La loi ALUR de 2014 et ses textes d'application s'imposent à tous les professionnels de la transaction immobilière, notaires compris. Le contrôle appartient à la DGCCRF : un manquement peut être signalé à la chambre des notaires et déclencher une procédure disciplinaire.
Les obligations présentées dans cet article sont celles généralement applicables aux professionnels de la transaction immobilière. Elles doivent être appréciées au cas par cas selon la nature de l'opération et le cadre juridique spécifique de l'intervention notariale.
La loi ALUR (loi n°2014-366 du 24 mars 2014) est le texte fondateur en matière d'information obligatoire dans les annonces immobilières professionnelles. Elle a été progressivement complétée et précisée par plusieurs textes réglementaires.
L'arrêté du 10 janvier 2017 régit les règles d'affichage des honoraires pour les professionnels de l'immobilier. Les obligations d'information spécifiques aux biens en copropriété découlent de la loi ALUR et de ses textes d'application. La réforme du DPE, entrée en vigueur le 1er juillet 2021, a refondu les règles d'affichage de la performance énergétique dans les annonces.
Ces textes s'appliquent aux professionnels qui participent à des opérations de vente immobilière pour le compte d'autrui. Les notaires ne relèvent pas de la loi Hoguet dans les mêmes conditions que les agents immobiliers, mais les obligations d'information issues de la loi ALUR leur sont applicables par assimilation fonctionnelle aux professionnels de la transaction immobilière, dès lors qu'ils concourent à la commercialisation d'un bien.

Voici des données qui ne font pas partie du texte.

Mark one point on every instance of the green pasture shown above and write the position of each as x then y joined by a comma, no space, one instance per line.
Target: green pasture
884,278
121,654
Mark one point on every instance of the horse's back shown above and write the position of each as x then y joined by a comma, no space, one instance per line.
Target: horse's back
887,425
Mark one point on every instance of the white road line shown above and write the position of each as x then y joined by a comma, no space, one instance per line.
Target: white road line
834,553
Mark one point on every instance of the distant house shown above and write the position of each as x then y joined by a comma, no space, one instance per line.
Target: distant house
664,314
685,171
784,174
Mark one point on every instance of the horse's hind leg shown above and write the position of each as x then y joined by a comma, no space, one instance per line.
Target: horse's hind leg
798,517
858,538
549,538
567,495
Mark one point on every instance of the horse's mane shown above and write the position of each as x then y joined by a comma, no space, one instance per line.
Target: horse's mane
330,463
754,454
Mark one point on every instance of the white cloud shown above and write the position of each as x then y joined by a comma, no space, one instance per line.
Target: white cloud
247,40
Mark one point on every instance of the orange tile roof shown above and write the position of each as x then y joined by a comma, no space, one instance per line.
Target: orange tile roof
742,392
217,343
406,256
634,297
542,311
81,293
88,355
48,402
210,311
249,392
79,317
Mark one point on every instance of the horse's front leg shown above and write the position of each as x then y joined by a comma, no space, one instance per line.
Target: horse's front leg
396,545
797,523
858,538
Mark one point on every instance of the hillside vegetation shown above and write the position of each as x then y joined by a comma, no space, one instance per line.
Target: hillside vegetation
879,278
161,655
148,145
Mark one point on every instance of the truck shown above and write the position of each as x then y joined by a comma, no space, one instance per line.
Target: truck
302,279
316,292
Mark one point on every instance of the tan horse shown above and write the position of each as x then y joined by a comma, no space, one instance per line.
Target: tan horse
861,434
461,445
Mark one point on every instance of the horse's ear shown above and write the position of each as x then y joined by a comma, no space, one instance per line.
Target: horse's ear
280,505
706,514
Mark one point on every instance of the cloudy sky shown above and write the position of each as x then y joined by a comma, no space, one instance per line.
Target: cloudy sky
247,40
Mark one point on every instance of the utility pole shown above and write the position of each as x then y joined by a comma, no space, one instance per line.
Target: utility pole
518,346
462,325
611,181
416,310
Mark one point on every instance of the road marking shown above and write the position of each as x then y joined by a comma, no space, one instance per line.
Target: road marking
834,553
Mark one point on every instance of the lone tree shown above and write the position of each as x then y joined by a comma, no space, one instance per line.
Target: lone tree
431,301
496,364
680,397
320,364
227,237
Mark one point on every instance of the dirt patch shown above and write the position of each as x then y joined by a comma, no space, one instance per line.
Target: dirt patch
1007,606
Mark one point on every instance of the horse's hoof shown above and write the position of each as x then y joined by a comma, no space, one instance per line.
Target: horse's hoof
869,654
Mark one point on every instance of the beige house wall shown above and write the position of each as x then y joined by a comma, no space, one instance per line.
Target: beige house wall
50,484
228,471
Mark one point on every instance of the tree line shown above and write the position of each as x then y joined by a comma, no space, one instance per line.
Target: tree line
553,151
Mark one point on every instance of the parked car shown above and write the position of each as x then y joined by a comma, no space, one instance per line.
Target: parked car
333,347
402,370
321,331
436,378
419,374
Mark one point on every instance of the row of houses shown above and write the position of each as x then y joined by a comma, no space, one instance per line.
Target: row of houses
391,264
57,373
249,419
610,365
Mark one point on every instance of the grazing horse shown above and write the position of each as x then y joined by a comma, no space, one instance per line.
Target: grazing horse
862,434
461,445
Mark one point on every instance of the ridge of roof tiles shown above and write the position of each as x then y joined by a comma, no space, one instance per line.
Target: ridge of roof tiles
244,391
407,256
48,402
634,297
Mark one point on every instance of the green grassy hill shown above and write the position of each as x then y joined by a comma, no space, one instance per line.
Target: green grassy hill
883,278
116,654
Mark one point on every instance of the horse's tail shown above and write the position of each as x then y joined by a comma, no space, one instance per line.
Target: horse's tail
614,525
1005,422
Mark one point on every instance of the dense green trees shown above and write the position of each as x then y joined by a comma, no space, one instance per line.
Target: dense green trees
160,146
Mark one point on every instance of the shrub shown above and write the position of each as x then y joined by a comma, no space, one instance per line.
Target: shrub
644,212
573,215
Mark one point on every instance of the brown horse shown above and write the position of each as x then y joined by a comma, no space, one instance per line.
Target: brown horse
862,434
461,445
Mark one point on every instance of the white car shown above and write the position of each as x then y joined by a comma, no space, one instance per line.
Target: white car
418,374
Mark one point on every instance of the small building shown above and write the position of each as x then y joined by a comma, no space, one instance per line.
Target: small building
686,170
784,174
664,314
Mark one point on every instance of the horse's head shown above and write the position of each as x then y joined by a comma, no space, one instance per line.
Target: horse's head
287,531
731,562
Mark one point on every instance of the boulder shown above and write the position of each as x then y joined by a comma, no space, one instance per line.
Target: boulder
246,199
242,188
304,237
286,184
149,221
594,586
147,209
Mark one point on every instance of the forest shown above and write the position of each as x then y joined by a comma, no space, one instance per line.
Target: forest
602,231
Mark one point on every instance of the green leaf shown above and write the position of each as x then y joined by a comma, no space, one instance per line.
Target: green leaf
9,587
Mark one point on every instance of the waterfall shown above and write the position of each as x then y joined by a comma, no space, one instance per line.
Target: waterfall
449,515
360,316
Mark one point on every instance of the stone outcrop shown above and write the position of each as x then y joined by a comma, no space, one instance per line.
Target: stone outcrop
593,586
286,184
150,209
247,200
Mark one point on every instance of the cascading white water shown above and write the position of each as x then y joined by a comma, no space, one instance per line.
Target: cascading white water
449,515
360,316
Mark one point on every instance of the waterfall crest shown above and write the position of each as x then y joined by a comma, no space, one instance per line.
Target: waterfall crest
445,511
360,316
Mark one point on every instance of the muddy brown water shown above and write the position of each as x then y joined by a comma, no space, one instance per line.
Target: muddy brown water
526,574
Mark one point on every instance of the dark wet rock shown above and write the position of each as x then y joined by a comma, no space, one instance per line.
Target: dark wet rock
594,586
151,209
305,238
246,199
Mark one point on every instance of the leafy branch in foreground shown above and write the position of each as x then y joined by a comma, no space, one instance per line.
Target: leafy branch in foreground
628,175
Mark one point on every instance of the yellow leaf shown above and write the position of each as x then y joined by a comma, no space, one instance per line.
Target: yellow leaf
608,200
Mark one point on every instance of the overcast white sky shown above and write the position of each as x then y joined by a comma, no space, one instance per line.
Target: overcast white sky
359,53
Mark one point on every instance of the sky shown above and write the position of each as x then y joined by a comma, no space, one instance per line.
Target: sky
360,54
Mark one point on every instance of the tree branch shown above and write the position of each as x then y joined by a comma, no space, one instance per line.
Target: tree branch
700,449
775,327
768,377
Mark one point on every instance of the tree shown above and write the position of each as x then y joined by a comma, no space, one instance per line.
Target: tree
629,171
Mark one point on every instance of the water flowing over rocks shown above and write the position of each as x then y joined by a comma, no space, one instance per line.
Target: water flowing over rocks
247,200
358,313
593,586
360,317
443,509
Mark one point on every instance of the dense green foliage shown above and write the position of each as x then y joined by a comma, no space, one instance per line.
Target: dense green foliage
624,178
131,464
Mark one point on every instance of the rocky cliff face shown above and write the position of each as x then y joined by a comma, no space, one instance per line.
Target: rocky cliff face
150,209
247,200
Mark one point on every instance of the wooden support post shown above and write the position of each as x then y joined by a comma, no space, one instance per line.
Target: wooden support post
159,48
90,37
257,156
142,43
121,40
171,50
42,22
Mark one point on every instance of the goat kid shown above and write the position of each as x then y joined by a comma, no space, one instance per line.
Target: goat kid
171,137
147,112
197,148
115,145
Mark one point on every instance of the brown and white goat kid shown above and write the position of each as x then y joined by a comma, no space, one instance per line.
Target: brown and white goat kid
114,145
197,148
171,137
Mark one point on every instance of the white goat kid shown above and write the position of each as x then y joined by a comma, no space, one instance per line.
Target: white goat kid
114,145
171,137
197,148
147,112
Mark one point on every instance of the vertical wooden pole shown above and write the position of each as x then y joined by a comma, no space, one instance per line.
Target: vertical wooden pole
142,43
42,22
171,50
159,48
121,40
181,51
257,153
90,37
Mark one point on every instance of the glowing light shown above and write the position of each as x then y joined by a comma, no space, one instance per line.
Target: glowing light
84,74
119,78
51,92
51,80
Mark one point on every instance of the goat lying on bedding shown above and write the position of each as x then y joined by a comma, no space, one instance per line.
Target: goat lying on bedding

Les offices qui proposent des biens à la vente, qu'ils agissent comme mandataires, qu'ils gèrent des biens issus de successions ou qu'ils organisent des licitations, entrent dans ce périmètre.
Le contrôle du respect de ces obligations est assuré par la DGCCRF (Direction générale de la concurrence, de la consommation et de la répression des fraudes), dotée d'un droit d'injonction et de sanction administrative. Pour un notaire, un manquement constaté est susceptible d'être signalé à la chambre des notaires dont il dépend.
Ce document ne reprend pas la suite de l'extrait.